Ursula could…have a new warship built and take it out to christen it! Didn’t humans do that silly thing where they wasted a bottle of wine, breaking it over the prow of the ship? And while Vanessa was there, surrounded by her crew, a wave could lap over the side and…
What if Ursula had a birthday party, and the chef baked a giant three-tiered cake, and Ariel was hiding inside, and when the sea witch went to tas
te it, the mermaid burst out with a bucket of salt water, utterly dousing the birthday girl?
Ariel laughed quietly to herself. It was a pleasant and deeply satisfying fantasy.
“What’s with you, giggle-puss?”
Attina had been slinking around the public work rooms of the palace more and more often lately. A less forgiving sister might have thought she was hoping for apples, like a semi-feral seahorse—or that she found she liked the taste of power after all.

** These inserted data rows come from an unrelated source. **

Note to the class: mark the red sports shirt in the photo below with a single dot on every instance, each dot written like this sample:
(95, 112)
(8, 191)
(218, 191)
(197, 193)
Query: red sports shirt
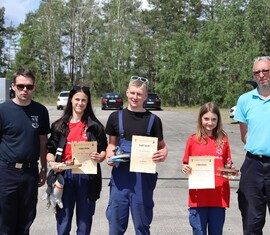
(220, 196)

But maybe she just wanted to hang out and be near her little sister, offering what little support she could.
Whatever the truth of the matter was, Ariel was relieved at this new development and always happy to see her.
“You’re all smiley-faced and, well, not broody,” Attina pressed. “What’s going on?”
It was true—since Ariel got back she had been more lighthearted, smiling and flipping her tail more. But when Flounder and Sebastian asked her why, she felt like she had to keep it a secret.
Isn’t that what sisters are for?
She put down her whelk pen, deliberating. Attina looked like she was going to explode.
Finally the queen spoke.
“I kissed a boy.”
“WHAT?”
With two quick lashes of her tail, the auburn-haired older mermaid was over by Ariel, eyes wide.
“Eric. I kissed Eric. We kissed. Eric and I kissed each other.”
“When? How? What? Why? I mean, what took so long?” she added, trying to sound casual.
“Didn’t seem appropriate before,” Ariel said, shrugging. “There were too many other things to talk about, to plan….”
“You are so weird!” Attina practically shrieked. “And so is he. Who ever heard of a human waiting to kiss a mer? He must be weird, too. What was it like?”
“Not the stuff of a teen’s fantasy,” Ariel said with a rueful smile. “But it was genuine, and it was…nice.”
“Well. The sea be praised,” Attina muttered. “Something is moving ahead. What’s going on with our father?”
“I’m working on that. I think we’re going to have to get the Tirulians—uh, humans—to take care of Ursula for us. It’s tricky. Maybe you can help—come up with an idea, like you did with the Celebrations?”